When I was about 13 years old, I used to ride the bus home from school everyday with this girl who lived in one of the apartment block buildings in our complex.
She was thin, so pale, with large brown eyes and the longest, curliest lashes you ever saw. Her mouth was a little wide, and she had dimples. I thought she was gorgeous – all the girls did, in fact. She was so pretty. Looking back as an adult, I can see she was painfully thin. Her bones jutted out at the collar, shoulder blades and wrists.
It was the wrists, though, that I used to feel inadequate about.
I would squeeze the skin around my own wrist tightly, so it wrapped around the bone, wishing my bone would point outwards like hers did.
I told myself if I skipped breakfast and lunch every day for a month, I would get to that stage.
So I did. I took one green apple to school with me everyday, and did not eat breakfast or lunch for a month. I lost so much weight that my uniform hung off me like a sack.
When I compared my wrist to hers in the bus, though, I did not see my bone. What a fat ugly wrist you have, I told myself, squeezing the skin back to see the shape of my bone.
I am 28 now, and I think of that story and feel very sad and angry.

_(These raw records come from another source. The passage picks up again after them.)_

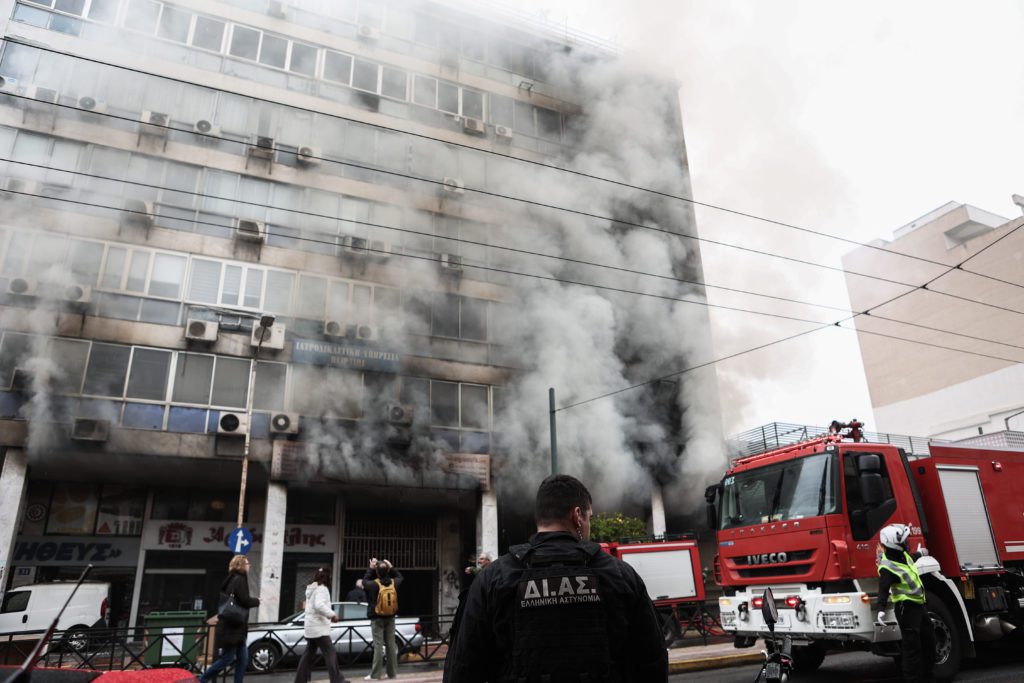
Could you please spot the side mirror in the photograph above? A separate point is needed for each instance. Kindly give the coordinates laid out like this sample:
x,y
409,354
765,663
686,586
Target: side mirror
x,y
768,609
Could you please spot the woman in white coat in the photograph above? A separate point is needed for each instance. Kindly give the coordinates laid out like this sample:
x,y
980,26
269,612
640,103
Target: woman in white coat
x,y
316,629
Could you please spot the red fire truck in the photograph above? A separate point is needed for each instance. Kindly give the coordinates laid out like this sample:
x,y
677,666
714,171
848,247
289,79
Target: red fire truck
x,y
804,519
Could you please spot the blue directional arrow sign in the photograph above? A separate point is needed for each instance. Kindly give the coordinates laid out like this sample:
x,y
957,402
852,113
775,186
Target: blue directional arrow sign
x,y
240,541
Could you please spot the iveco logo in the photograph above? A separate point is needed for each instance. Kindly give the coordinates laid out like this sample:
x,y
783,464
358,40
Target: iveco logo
x,y
767,558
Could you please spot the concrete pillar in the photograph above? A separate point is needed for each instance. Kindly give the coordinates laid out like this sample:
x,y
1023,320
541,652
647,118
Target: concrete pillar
x,y
486,523
273,552
13,482
656,510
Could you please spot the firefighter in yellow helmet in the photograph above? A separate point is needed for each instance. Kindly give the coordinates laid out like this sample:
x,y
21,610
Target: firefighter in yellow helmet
x,y
898,578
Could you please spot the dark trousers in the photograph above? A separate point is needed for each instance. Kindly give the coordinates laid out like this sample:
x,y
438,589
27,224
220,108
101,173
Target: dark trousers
x,y
919,641
326,648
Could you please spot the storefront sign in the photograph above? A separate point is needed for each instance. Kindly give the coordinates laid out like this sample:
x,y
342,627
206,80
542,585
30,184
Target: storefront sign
x,y
213,536
72,551
348,356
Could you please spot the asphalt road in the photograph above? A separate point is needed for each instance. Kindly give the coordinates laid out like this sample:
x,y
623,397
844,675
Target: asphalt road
x,y
865,668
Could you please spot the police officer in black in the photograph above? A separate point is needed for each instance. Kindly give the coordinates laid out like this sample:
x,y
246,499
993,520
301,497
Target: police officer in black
x,y
557,609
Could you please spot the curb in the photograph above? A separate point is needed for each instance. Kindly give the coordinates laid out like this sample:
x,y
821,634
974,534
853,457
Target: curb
x,y
722,662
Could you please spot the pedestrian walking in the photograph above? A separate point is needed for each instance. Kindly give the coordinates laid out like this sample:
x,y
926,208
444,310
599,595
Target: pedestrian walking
x,y
357,594
316,629
898,577
557,608
231,635
381,584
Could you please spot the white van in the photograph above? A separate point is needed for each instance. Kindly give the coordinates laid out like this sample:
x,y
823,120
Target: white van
x,y
34,607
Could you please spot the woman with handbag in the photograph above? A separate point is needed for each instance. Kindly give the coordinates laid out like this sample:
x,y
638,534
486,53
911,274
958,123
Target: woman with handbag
x,y
232,622
316,629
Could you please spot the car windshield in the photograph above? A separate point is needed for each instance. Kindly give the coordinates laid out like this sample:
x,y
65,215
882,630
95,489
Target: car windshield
x,y
803,487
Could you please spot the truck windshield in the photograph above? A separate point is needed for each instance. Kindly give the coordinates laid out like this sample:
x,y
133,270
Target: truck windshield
x,y
804,487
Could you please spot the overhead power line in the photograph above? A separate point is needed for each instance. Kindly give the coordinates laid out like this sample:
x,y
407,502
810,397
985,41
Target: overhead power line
x,y
511,158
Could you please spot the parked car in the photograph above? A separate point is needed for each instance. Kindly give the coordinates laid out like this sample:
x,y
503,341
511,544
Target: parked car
x,y
34,607
269,644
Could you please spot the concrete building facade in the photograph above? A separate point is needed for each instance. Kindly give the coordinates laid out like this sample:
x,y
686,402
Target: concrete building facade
x,y
379,178
929,389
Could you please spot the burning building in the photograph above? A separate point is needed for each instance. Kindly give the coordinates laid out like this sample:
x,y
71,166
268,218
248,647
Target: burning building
x,y
357,241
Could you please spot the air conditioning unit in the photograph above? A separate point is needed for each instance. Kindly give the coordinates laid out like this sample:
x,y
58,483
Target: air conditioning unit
x,y
308,156
43,94
232,424
90,103
250,230
473,125
205,127
261,147
80,294
363,332
355,245
398,414
88,429
23,287
453,186
198,330
334,329
273,338
276,8
452,262
285,423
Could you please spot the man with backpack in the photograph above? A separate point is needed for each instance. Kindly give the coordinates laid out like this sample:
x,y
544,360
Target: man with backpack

What business does a child have to be worrying about the size of her wrist bone when there are mountains of books to read, tonnes of trees to climb, hundreds of puzzles to solve, heaps of games to play?! Why wasn’t I thinking about those things? Why was I so hyper focused on my wrists? I was clearly built heavier than that girl, both of us beautiful in our own child-like way.
I think and think and remember girls talking about diets and weight loss and spots and who was fatter than whom and how much everybody weighed. So much shame in a number. We also played games, we tore through corridors and played KINGS and netball and amazing games of hide and seek in the maze-like grounds of our school. Yet when we went back to the classroom and stood in front of the air conditioning, guzzling bottles of ice-cold water, our conversation went back to who was pretty and which hair salon her mother went to.
I see children being mislead, somehow, and I can see how that has clawed its way into adulthood and adult life.
This obsession with appearance.
This lack of adequacy.
I don’t need to say I am grateful we didn’t have phones or social media back then. We all know what children today are subjected to.